1. Introduction Generally speaking, conventional proportional integral derivative (PID) controllers may not perform well for the complex process, such as the high-order and time delay systems. Under this complex environment, it is well-known that the fuzzy controller can have a better performance due to its inherent robustness.
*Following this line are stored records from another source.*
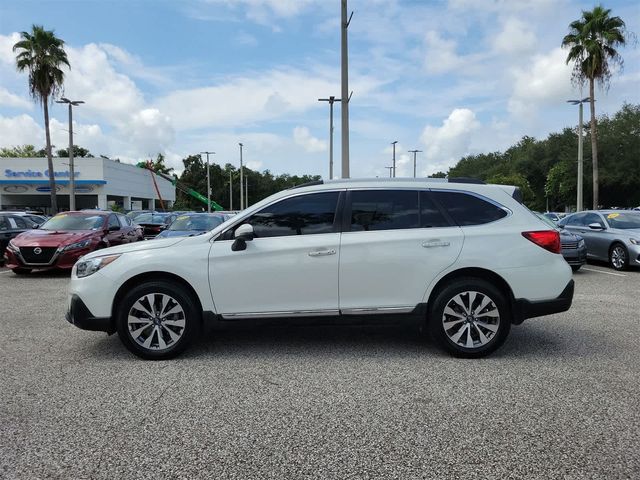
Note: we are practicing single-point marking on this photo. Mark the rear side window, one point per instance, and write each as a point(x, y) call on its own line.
point(466, 209)
point(301, 215)
point(384, 210)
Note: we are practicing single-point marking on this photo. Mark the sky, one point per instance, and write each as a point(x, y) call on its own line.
point(448, 77)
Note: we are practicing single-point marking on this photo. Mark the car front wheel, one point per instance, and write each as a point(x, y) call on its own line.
point(470, 318)
point(158, 320)
point(618, 257)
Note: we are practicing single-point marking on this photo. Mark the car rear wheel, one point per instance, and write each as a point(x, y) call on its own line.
point(618, 256)
point(470, 318)
point(158, 320)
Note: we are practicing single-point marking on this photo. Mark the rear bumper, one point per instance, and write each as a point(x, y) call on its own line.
point(79, 315)
point(523, 309)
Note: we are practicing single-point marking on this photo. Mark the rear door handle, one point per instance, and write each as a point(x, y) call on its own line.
point(435, 243)
point(322, 253)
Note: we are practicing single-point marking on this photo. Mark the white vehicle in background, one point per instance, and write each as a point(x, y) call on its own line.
point(465, 260)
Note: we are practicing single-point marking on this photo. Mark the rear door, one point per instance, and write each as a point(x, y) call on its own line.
point(394, 243)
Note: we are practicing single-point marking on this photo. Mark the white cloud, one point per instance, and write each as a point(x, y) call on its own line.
point(9, 99)
point(515, 38)
point(302, 136)
point(444, 145)
point(20, 130)
point(546, 81)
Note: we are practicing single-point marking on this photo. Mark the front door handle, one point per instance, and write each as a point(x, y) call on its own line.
point(435, 243)
point(322, 253)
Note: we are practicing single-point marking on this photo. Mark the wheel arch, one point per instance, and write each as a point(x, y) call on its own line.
point(153, 276)
point(475, 272)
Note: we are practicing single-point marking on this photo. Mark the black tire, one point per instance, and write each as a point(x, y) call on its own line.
point(621, 261)
point(158, 330)
point(21, 271)
point(479, 323)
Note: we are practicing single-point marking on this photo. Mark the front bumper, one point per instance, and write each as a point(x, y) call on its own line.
point(523, 308)
point(79, 315)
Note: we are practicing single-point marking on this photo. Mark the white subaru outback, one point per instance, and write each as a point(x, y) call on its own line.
point(466, 260)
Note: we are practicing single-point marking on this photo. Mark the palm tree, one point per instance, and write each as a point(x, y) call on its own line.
point(42, 55)
point(591, 42)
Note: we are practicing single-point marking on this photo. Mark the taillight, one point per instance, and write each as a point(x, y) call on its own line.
point(547, 239)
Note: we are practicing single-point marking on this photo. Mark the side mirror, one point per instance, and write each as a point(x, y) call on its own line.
point(243, 234)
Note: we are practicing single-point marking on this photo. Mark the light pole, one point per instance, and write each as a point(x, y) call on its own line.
point(415, 152)
point(345, 89)
point(208, 180)
point(72, 179)
point(241, 179)
point(394, 158)
point(331, 100)
point(579, 199)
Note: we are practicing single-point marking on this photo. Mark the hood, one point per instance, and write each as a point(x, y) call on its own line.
point(137, 246)
point(53, 238)
point(181, 233)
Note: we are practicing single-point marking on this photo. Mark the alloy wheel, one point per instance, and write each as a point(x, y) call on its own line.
point(618, 257)
point(156, 321)
point(471, 319)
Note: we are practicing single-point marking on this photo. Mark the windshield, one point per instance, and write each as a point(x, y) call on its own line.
point(150, 218)
point(196, 222)
point(624, 221)
point(74, 222)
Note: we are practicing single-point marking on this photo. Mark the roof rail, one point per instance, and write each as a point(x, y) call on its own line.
point(308, 184)
point(475, 181)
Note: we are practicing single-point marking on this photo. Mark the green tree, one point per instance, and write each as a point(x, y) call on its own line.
point(591, 42)
point(42, 55)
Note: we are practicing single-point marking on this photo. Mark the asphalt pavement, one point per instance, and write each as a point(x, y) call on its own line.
point(561, 399)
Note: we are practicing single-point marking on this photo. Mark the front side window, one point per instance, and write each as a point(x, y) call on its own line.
point(467, 209)
point(302, 215)
point(373, 210)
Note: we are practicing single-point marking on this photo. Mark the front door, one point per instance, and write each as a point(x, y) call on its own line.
point(397, 242)
point(290, 268)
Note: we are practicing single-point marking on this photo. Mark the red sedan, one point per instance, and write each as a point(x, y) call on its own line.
point(63, 239)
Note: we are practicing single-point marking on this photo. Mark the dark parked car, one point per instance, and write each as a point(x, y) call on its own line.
point(610, 235)
point(192, 224)
point(574, 249)
point(62, 239)
point(154, 223)
point(10, 227)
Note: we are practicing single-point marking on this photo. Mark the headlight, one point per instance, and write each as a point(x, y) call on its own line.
point(84, 268)
point(74, 246)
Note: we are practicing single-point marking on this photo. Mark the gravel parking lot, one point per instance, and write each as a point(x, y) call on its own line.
point(561, 399)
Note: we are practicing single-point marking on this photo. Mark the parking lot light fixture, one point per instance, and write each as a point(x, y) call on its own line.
point(72, 180)
point(208, 180)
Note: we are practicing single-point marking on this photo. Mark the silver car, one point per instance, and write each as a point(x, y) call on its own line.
point(610, 235)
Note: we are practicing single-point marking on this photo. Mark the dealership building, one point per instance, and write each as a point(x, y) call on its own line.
point(99, 183)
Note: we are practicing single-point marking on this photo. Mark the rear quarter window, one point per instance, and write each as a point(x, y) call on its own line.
point(466, 209)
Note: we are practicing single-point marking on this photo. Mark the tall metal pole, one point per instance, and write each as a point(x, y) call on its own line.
point(579, 195)
point(580, 200)
point(72, 180)
point(415, 152)
point(208, 181)
point(394, 158)
point(230, 192)
point(345, 91)
point(241, 179)
point(331, 101)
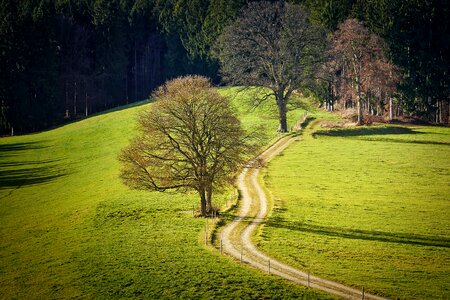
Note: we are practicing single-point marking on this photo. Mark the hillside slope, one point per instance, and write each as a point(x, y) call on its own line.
point(70, 228)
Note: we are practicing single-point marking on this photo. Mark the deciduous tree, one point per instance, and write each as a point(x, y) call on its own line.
point(364, 67)
point(190, 139)
point(271, 45)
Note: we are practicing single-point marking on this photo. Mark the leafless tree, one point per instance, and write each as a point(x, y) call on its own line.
point(364, 67)
point(271, 45)
point(190, 139)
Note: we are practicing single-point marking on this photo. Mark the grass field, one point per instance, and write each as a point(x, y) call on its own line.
point(70, 228)
point(369, 207)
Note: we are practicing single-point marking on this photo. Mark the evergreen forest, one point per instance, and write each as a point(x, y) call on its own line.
point(63, 60)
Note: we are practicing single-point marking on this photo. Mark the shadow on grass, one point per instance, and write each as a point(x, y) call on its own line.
point(357, 234)
point(30, 175)
point(367, 131)
point(11, 149)
point(17, 172)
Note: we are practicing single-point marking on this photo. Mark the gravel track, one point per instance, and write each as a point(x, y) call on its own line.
point(236, 236)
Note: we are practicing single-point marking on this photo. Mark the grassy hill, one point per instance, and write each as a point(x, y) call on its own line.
point(366, 206)
point(70, 228)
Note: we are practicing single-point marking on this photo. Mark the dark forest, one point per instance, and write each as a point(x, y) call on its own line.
point(66, 59)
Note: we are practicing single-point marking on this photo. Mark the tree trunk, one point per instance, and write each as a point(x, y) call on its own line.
point(282, 109)
point(360, 105)
point(209, 207)
point(445, 112)
point(203, 209)
point(391, 109)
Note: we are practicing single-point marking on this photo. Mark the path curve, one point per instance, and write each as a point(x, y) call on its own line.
point(236, 236)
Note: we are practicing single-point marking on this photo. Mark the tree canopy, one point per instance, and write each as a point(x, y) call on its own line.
point(190, 139)
point(272, 45)
point(61, 60)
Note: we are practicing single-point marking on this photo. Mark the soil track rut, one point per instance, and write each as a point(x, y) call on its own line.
point(236, 236)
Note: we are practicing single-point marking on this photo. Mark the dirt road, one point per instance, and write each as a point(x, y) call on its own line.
point(236, 236)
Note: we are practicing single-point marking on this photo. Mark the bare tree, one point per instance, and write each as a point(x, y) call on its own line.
point(271, 45)
point(190, 139)
point(364, 67)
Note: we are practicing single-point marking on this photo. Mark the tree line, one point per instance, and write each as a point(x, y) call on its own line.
point(64, 59)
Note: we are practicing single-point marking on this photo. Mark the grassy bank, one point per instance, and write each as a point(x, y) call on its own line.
point(367, 206)
point(70, 228)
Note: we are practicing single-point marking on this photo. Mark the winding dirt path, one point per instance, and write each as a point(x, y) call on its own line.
point(236, 236)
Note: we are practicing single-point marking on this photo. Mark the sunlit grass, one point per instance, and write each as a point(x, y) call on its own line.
point(70, 228)
point(367, 206)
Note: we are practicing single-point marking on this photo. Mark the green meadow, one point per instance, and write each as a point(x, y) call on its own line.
point(368, 206)
point(69, 227)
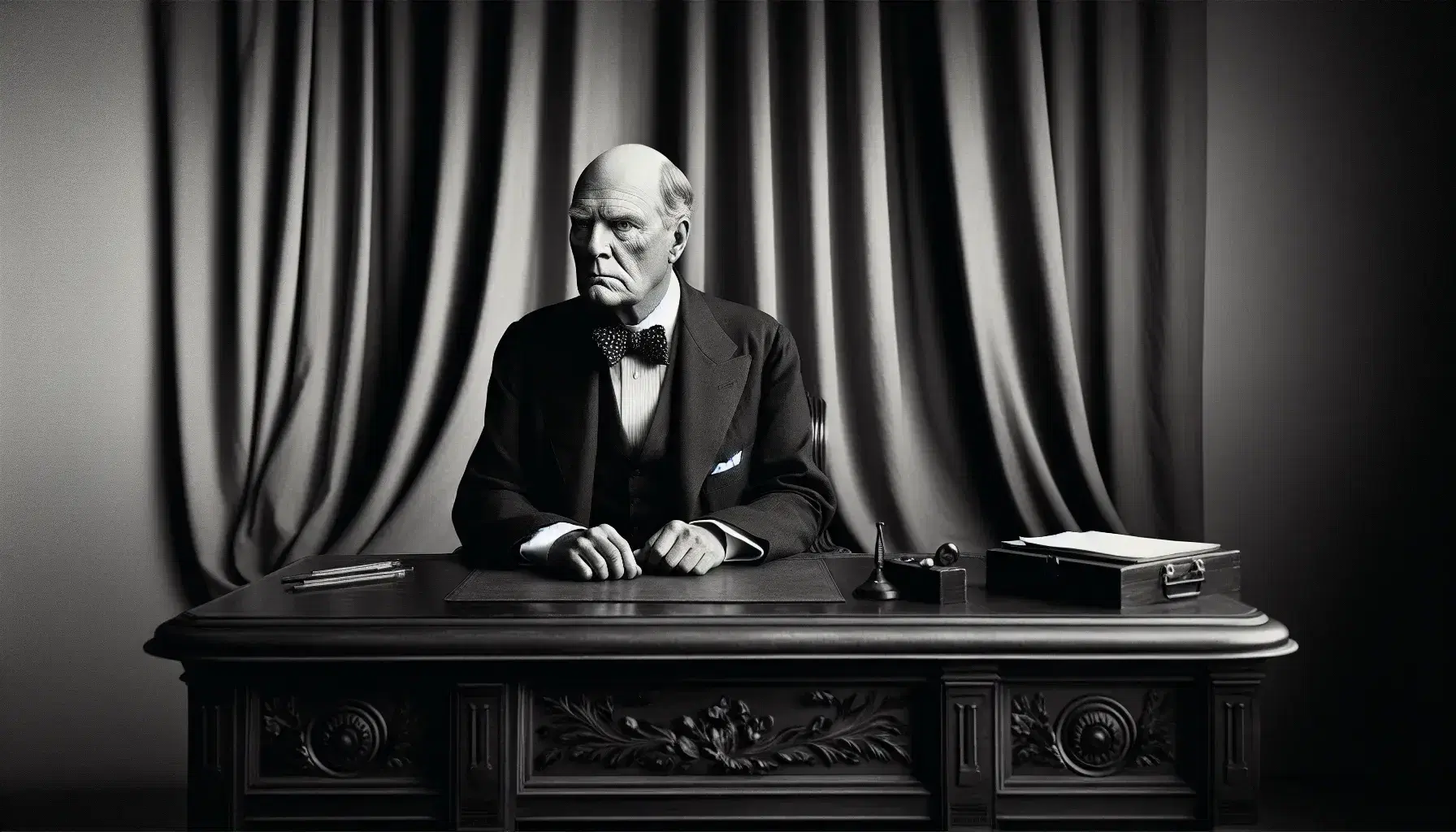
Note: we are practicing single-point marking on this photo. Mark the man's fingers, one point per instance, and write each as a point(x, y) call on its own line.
point(660, 545)
point(682, 545)
point(707, 564)
point(588, 552)
point(696, 554)
point(604, 547)
point(580, 569)
point(630, 567)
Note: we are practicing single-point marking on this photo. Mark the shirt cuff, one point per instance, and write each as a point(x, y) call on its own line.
point(735, 545)
point(535, 549)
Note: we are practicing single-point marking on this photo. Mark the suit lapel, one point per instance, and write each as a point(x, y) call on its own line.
point(709, 382)
point(570, 413)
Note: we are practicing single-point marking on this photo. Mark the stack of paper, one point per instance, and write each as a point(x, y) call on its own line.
point(1123, 548)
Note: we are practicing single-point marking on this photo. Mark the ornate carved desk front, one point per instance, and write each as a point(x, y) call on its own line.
point(384, 707)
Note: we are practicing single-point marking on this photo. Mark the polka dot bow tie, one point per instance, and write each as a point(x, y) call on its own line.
point(616, 341)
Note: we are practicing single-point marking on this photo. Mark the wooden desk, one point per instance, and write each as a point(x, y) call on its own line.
point(386, 707)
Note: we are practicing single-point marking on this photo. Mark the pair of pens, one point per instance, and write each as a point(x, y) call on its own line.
point(349, 576)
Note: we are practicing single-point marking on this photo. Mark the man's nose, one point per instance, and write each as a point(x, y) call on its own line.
point(600, 236)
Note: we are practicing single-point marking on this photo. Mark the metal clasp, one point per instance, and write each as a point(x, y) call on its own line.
point(1194, 576)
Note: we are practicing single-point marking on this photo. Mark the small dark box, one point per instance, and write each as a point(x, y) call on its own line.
point(930, 585)
point(1086, 580)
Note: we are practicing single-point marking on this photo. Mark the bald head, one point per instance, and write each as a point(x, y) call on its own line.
point(643, 172)
point(630, 213)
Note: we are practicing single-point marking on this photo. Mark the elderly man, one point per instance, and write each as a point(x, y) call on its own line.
point(643, 426)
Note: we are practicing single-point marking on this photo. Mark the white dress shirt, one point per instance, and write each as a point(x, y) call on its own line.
point(637, 387)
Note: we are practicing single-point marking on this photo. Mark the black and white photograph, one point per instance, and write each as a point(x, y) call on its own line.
point(711, 416)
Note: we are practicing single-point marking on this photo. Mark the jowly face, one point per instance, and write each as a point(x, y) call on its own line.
point(619, 240)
Thus, over the past three decades, fuzzy controllers, especially, fuzzy PID controllers have been widely used for industrial processes due to their heuristic natures associated with simplicity and effectiveness for both linear and nonlinear systems.1-4 There are too many variations of fuzzy PID controllers,such as, one-input, two-input, and three-input PID type fuzzy controllers. In general, there is no standard benchmark. The one-input may miss more information on the derivative action, and the three-input fuzzy PID controllers may cause exponential growth of rules. The two-input fuzzy PID, as we used in the paper, has a proper structure and the most practical use, and thus is the most popular type of fuzzy PID used in various research and application. Despite the fact that industry shows greater and greater interest in the applications of fuzzy PID, it is still a highly controversial topic from the point of view of the mainstream control engineering community. One reason is that the fundamental theory for the analytical tuning methods of fuzzy PID is still missing. Therefore, fuzzy PID controllers had to be tuned qualitatively by two-level tuning. At a lower level, the tuning is performed by adjusting the scaling gains to obtain overall linear control performance. At a higher level, the tuning is performed by changing the knowledge base parameters to enhance the control performance. However, it is difficult to tune the knowledge base parameters. Moreover, it is hard to improve the transient response by changing the member function.As the knowledge base conveys a general control policy, it is preferred to keep the member function unchanged and to leave the design and tuning exercises to scaling gains. However, the 2
tuning mechanism of scaling factors and the stability analysis are still difficult tasks due to the complexity of the nonlinear control surface that is generated by fuzzy PID controllers. If the nonlinearity can be suitably utilized, fuzzy PID controllers may pose the potential to achieve better system performance than conventional PID controllers. Some nonanalytical tuning methods were introduced.9-12 Although the nonlinearity was considered on the basis of gain margin and phase margin specifications, the fuzzy PID controller may produce higher gains than conventional PID controllers due to the nonlinear factor. A high gain could deteriorate the stability of the control system.15 The conventional PID controller is easy to implement, and lots of tuning rules are available to cover a wide range of process specifications. Among tuning methods of the conventional PID controller, the internal model control (IMC) based tuning is one of the popular methods in commercial PID software packages because only one tuning parameter is required and better set point response can be produced.17 An analytical tuning method based on IMC to tune fuzzy PID controllers is proposed in this paper. The fuzzy PID controller is first decomposed as a linear PID controller plus an onlinear compensation item. When the nonlinear compensation item is approximated as a process disturbance, the fuzzy PID scaling parameters can then be analytically designed using the IMC scheme. The stability analysis of the fuzzy PID controllers is given on the basis of the Lyapunov stability theory. Finally, the effectiveness of the tuning methodology is demonstrated by simulations.